Fascism extols political violence. With the possible exception of the ”Redeemers” after Reconstruction (White southerners who used violence to undo the rights won by the formerly enslaved), violent anti-government movements in the United States have always been at the political fringes. Other violent domestic groups, the Weather Underground of the 1960s, the Ku Klux Klan of the Civil Rights era, Puerto Rican nationalists, and pro-German sympathizers in the 1930s were never going to seize power. But, today, those who approve violence as a means to achieve political ends are not a small minority of the American body politic.
A poll taken shortly after the January 6 insurrection at the Capitol found that 45 percent of Republicans backed the rioters. A Twitter thread that argues the January 6 protestors were right to believe that Trump was cheated in the election and justified to use violence to right that wrong received the endorsement of Donald Trump, Jr. and was read on Fox News by Tucker Carlson. This is the same Tucker Carlson, by the way, who is spending this week cozying up to Hungary’s autocratic leader, Viktor Orbán.
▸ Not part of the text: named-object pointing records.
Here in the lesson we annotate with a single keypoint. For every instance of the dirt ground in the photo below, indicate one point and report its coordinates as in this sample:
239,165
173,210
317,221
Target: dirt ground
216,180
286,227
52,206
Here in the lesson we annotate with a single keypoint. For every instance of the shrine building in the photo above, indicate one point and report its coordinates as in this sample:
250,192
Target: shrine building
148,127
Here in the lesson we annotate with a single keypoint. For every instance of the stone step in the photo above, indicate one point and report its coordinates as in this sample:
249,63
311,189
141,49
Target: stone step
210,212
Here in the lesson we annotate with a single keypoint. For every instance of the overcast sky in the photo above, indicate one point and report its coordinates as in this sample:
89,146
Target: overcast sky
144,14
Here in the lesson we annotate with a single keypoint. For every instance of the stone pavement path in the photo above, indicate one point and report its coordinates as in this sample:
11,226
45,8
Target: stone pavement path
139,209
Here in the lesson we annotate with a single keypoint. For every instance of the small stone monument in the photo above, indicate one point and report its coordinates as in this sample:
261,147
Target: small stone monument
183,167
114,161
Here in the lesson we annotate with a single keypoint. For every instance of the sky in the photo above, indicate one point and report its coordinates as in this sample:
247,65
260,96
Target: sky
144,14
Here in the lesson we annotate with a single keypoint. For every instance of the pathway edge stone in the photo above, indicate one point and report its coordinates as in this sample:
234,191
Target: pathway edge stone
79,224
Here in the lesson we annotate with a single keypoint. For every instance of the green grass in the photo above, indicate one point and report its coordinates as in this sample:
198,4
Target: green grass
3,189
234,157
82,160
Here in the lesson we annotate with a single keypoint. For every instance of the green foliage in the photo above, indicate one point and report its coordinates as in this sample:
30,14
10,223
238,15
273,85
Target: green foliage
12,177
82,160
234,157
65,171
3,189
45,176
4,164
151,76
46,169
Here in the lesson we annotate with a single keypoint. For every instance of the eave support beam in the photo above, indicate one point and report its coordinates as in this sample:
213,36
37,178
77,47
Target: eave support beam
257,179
The “Big Lie” is Trump’s functional equivalent of Hitler’s stab-in-the-back myth — the idea the German Army did not lose World War I but was betrayed by Jews and weak politicians at home. Similarly, the January 6 unsuccessful coup becomes either analogous to Hitler’s failed Beer Hall Putsch in 1923 and/or the Reichstag fire, the Nazi pretext for the total seizure of power in 1933. Most dispiriting of all is the elevation of insurrectionist Ashli Babbitt into a martyr reminiscent of Horst Wessel, whose shooting death at the hands of Communists in 1930 became a cause célèbre for the Nazis.
Babbitt was slain as she stormed the door in the Capitol that protected members of Congress. Trump called her an “innocent, wonderful, incredible woman” and her co-insurrectionists “great people.” Trump even suggested that Babbitt had been shot by the personal-security detail for a high-ranking member of Congress. “I’ve heard also that it was the head of security for a certain high official. A Democrat. It’s gonna come out,” he said. Trump probably has no idea who Horst Wessel was, but he is engaging in the same manipulation of events the Nazis used on their way to power.
In 1933, leading German politicians, not themselves Nazis, and members of Germany’s economic elite abetted Hitler’s rise to power because they believed they could control the Nazi leader for their own purposes. They were wrong, as Benjamin Carter Hett shows in The Death of Democracy: Hitler’s Rise to Power and the Downfall of the Weimar Republic. Many of those conservative politicians soon fell victim to the Nazi regime they helped install. Equally wrong are all those Republican politicians and big-money backers of the “Big Lie” who believe they can control Trump and the movement Trump has unleashed. They may learn when the fascists come to power — Trump or someone after him — that only the true believers are safe. And, when that lesson is learned, it will be too late to seek redemption at the polls because those political leaders will have aided — inadvertently or not — the new American fascist dictator in the destruction of the nation’s electoral system.